Uma reunião internacional reuniu os coordenadores do ministério de jovens adultos das seis Conferências Jesuítas de Provinciais, representantes das congregações femininas de espiritualidade inaciana e integrantes de iniciativas digitais da Companhia de Jesus, como o aplicativo AMDG, Pray As You Go e o projeto Magis Digital Home do sul da Ásia. O encontro integra o processo de preparação para o Magis Coreia do Sul 2027, compreendido como um marco para a articulação global do Magis como movimento universal.
Segundo o Pe. John Dardis, o encontro teve caráter estratégico, à luz da terceira Preferência Apostólica Universal da Companhia de Jesus — caminhar com os jovens na criação de um futuro cheio de esperança. “Estamos refletindo sobre como trazer essa preferência de forma mais profunda e mais ampla. A pergunta que nos move é: como caminhar com os jovens e ajudá-los a ter coragem para tomar decisões que mudam a vida?”, afirmou.
Dois anos de graça rumo ao Magis 2027
Antes da abertura oficial, os participantes se reuniram em 6 de janeiro para um dia de formação sobre o uso da narrativa como instrumento de transformação.

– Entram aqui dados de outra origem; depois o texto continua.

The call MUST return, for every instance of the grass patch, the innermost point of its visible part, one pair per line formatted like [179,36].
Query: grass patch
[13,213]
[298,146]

A reunião principal teve início no dia seguinte, com a apresentação de relatórios das seis Conferências Jesuítas sobre suas iniciativas com jovens adultos, além de sessões dedicadas ao acompanhamento vocacional.
Um dos momentos centrais foi o encontro com o Superior Geral da Companhia de Jesus, Arturo Sosa, que situou a reunião como decisiva para o futuro do Magis. “Agora é o tempo favorável para imaginarmos o Magis como um movimento universal”, afirmou, destacando que os dois anos que antecedem o evento de 2027 representam “dois anos de graça e oportunidade”.
O Padre-Geral ressaltou ainda a importância do alcance digital no ministério com jovens adultos e incentivou uma maior integração entre as iniciativas digitais da Companhia, sem perder de vista as periferias humanas. Em especial, chamou a atenção para os jovens migrantes e refugiados: “Muitos deles têm um enorme potencial. Deus está nos chamando de modo especial a criar sistemas mais humanizantes, fortalecedores e cheios de misericórdia”.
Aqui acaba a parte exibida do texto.